Au XIXe siècle, alors que triomphent la science et la raison, nul esprit éduqué ne hurle à Dieu ni à Diable lorsqu’apparaît une invention singulièrement mystérieuse qui crée des images par l’action de la lumière. En revanche, nombreux sont ceux qui puisent dans la photographie de quoi « scientiser » l’ésotérisme : ainsi s’épanouissent les premières théories parascientifiques de l’époque moderne.

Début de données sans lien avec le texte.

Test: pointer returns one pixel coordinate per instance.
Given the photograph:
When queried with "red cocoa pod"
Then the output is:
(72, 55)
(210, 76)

« Quand le bruit se répandit que deux inventeurs venaient de réussir à fixer sur des plaques argentées toute image présentée devant elles, ce fut une universelle stupéfaction dont nous ne saurions nous faire aujourd’hui l’idée, accoutumés que nous sommes depuis des années à la photographie et blasés par sa vulgarisation », écrit le photographe Nadar (1820-1910) dans ses mémoires[1]. S’il est encore enfant lorsque Nicéphore Niépce réussit sa première capture d’image (Point de vue du Gras, 1827), il est déjà adulte au moment où Louis Daguerre lance véritablement la pratique photographique avec son procédé de daguerréotype (1839) à base de mercure et d’iodure d’argent. « L’inconnu nous frappe de vertige », constate Nadar. Et comment !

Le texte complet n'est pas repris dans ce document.